I realize that everyone in America is now familar with the Six Degrees of Separation concept but I doubt most understand the social experiment behind it. I am fascinated by the idea and have long been interested in the experiment when I first read about it in The Tipping Point. Now, I also realize that The Tipping Point is more of a mass market, NYT best seller kind of book, and that many more people probably read that book than have read Connected. It seems The Tipping Point however, was published first. (?).
The reason I am interested in this concept is not because everyone is connected to each other, or that I am somehow six degrees separated from someone like Prince William… I am more interested in a concept Gladwell applied to this idea. He mentioned in his work that the social experiment showed something else, (forgive me, but this is from memory… I don’t have the book in front of me….and I read it many years ago). Gladwell said the experiment showed that not only was everyone in the world connected by an average of six degrees but that there were people who held these social networks together. I believe he called them “connectors”. In the experiment, almost all of the hundreds of letters got to the Boston business man through five or six people, ultimately. He claimed that in the social network infrastructure, there were some people who were better connected (had more connections, with better influence that were stronger). These people were actually better at managing their relationships too. They seemed to put more effort into knowing their connections. They cared more about their welfare and had minds that were better equipped at remembering details of their friendships. Joe is married to Martha and they have three kids and one son is on a full ride at an Ivy League university and the two others are girls and they like to figure skate and travel to Italy… etc.
I find this absolutely fascinating. I liked the example of why Hushpuppie Shoes became trendy again in SoHo during the 90’s. Gladwell claimed it was because of these “connectors”. They knew more people. The people they knew found them charismatic and had more equity in their friendship. When they decided something was “cool” so did everyone else in their social circle.

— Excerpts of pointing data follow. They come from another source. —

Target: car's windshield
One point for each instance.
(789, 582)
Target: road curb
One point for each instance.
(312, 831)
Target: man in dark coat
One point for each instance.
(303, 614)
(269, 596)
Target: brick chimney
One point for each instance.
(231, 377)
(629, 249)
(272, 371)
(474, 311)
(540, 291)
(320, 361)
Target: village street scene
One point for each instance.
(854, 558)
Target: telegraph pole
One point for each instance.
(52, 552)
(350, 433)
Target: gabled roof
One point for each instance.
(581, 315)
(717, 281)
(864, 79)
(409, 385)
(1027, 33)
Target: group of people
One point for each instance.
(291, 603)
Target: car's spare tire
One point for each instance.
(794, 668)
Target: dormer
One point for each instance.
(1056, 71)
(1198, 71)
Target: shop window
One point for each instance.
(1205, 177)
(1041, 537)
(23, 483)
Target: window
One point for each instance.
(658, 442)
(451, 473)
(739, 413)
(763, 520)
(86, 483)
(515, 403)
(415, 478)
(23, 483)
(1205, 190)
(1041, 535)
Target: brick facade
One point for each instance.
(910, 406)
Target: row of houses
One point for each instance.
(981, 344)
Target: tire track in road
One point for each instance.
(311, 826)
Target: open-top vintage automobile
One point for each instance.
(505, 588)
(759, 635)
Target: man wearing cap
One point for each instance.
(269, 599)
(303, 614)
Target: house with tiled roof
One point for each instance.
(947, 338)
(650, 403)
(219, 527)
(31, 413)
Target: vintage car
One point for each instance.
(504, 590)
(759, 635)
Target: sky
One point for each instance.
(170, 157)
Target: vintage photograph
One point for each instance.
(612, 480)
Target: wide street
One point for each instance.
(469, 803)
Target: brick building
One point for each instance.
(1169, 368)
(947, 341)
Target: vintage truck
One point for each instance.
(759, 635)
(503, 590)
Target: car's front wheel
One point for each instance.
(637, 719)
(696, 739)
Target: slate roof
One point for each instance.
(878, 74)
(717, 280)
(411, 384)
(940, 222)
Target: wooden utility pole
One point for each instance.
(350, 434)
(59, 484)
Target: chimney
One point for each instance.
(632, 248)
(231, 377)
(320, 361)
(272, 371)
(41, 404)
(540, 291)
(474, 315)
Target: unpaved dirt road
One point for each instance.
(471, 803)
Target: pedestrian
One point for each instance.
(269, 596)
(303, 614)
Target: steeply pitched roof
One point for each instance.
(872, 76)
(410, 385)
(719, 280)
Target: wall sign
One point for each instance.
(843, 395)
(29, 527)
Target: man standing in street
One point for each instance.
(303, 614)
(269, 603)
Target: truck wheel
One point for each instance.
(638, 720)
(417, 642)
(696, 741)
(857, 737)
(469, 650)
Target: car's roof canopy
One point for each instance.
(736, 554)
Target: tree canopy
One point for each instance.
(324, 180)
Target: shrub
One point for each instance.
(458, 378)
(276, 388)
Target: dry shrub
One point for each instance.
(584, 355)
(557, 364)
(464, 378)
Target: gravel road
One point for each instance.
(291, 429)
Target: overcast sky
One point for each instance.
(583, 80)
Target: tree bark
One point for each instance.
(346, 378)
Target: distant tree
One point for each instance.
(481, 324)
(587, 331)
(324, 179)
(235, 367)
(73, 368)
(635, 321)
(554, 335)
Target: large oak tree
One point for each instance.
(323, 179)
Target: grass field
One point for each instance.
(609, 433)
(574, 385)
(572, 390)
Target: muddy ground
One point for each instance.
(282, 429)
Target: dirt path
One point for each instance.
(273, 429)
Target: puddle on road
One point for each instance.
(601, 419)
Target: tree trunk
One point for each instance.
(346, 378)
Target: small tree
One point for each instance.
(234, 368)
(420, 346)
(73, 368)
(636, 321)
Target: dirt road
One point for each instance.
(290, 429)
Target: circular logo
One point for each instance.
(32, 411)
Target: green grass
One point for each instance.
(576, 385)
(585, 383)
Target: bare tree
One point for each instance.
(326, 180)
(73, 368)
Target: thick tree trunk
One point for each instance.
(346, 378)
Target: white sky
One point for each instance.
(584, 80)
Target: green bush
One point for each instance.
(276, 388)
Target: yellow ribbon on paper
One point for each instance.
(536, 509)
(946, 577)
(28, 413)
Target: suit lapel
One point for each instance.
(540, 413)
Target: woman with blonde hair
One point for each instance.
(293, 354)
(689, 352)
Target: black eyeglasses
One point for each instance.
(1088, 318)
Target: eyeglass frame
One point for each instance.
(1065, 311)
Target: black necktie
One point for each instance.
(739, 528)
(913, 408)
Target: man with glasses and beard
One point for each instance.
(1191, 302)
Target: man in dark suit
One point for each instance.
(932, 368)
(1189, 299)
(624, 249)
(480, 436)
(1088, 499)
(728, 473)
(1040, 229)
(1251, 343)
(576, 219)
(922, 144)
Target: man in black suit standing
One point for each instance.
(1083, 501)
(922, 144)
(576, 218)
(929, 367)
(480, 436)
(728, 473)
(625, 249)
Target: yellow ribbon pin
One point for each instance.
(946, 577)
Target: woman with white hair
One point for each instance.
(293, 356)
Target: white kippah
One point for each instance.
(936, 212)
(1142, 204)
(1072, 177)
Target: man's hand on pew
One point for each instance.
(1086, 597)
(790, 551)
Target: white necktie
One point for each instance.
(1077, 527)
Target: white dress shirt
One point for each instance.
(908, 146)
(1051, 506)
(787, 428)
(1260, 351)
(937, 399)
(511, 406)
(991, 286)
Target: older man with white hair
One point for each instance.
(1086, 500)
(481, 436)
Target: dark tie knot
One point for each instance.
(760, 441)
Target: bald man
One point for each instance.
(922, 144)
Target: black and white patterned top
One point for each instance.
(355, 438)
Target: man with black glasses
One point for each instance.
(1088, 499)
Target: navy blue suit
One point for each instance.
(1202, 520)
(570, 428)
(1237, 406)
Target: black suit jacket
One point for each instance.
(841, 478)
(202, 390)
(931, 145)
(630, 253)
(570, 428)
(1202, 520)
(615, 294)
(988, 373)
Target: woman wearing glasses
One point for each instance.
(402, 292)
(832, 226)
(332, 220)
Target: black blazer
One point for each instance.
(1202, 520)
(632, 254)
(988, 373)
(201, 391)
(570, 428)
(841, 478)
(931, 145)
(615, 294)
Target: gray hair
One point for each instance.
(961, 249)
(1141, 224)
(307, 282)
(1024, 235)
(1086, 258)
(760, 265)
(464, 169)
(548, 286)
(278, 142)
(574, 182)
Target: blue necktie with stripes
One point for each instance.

Now to my idea for my paper… I am thinking that I am interested in this course of study for one main reason (currently)… I believe that technology is changing the way the world is fundamentally working… that we are now situated smack-dab in the center of a historical shift in how people relate to each other and their environment. I also believe that because of this huge shift, the rules are now different. I want to focus on how the rules are now different in corporate marketing. I want to investigate the way in which social networks and the revolutionary change in which we now deal with each other, can be exploited for commercial gain. I know it isn’t idealistic or pretty (corporate exploitation is the soft underbelly of our society anyway), but I think it is very interesting and would help me in articulating how the rules are changing for brand equity, public relations and product promotion.